LARA – Lab for Automated Reasoning and Analysis -

DPOR_DS: Dynamic partial order reduction for Distributed Systems based on happens-before relation

Why DPOR does not work for distributed systems

In this section, we explain why DPOR is not directly applicable to distributed systems and even if we can apply a modified version of that, we need to prove its soundness and completeness again.
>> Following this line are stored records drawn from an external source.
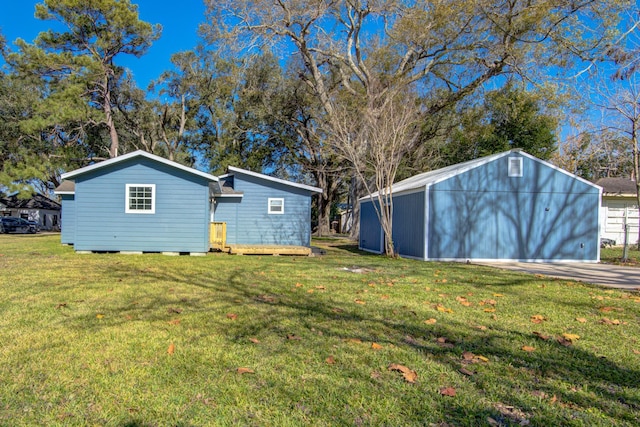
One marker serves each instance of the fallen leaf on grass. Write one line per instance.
(537, 318)
(465, 371)
(443, 309)
(541, 336)
(571, 337)
(409, 375)
(607, 321)
(448, 391)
DPOR is designed for multi-threaded systems. There, there exist a concrete definition of shared objects between threads. In distributed systems, we need to first settle on a definition of the shared object, like the whole network. However, we can think of a receive buffer + local events as a shared object corresponding to each node. It sound reasonable, but one can come up with a different one.
At DPOR, at each step, each process can only run one event, i.e. running the next sequential command. The whole algorithm and notations are based on this assumption. However, in distributed systems, at each point of time, each process can run several events: trigger a scheduler, run an application events, receive one of the ready messages, drop messages or break connections, an so on.
there are several events that can be run at each step and considering the bounded depth, it is not guaranteed that all of them have a chance to appear in the bounded path. Hence, adding the branch does not guarantee that the algorithm explores the different orders of the current events at the next round (when it explores the branch).
In DPOR we have two types of operations: visible (done on communication objects) and invisible. Each transition is defined to start with a visible operations continued by a set of invisible operations. However, this does not work for distributed systems. For example, if we consider the visible operation of receiving a message, the handler can be done by sending another message; in other words, the transition starts with a visible operation and ends a visible operation as well.
The happens-before definition in DPOR is different from happens-before definition in distributed systems. For example, in DPOR if two events are dependent they are considered as happens-before. However, in distributed systems two events e1 and e2 can be received by the same node (dependent) but there is not strict happens-before relationship between them. Nevertheless, it is worth noting that it might not be a serious issue; we can redefine the happens-before in distributed systems to be able to use the algorithm.
It assumes that it is acyclic graph, we can never make such a assumption in distributed systems.
It assumes that in the first round, the algorithm finishes a path from start to end; i.e. at the last transition there is no other transition enabled. However, we know that in distributed systems, the complexity of the protocols makes these kinds of model checking impossible and that is why we have bounded DFS.
It is a state-less algorithm, however we can take advantage of the fact the search algorithms in MaceMC can be stateful.

Happens-before (HB)

First, I need to clarify that Happens-before (HB) definition is different from system to system. For example, in DPOR if two events are dependent they are considered as happens-before. However, in distributed systems two events e1 and e2 can be received by the same node (dependent) but there is not strict happens-before relationship between them. Nevertheless, it is worth noting that it might not be a serious issue; we can redefine the happens-before in distributed systems to be able to use the algorithm.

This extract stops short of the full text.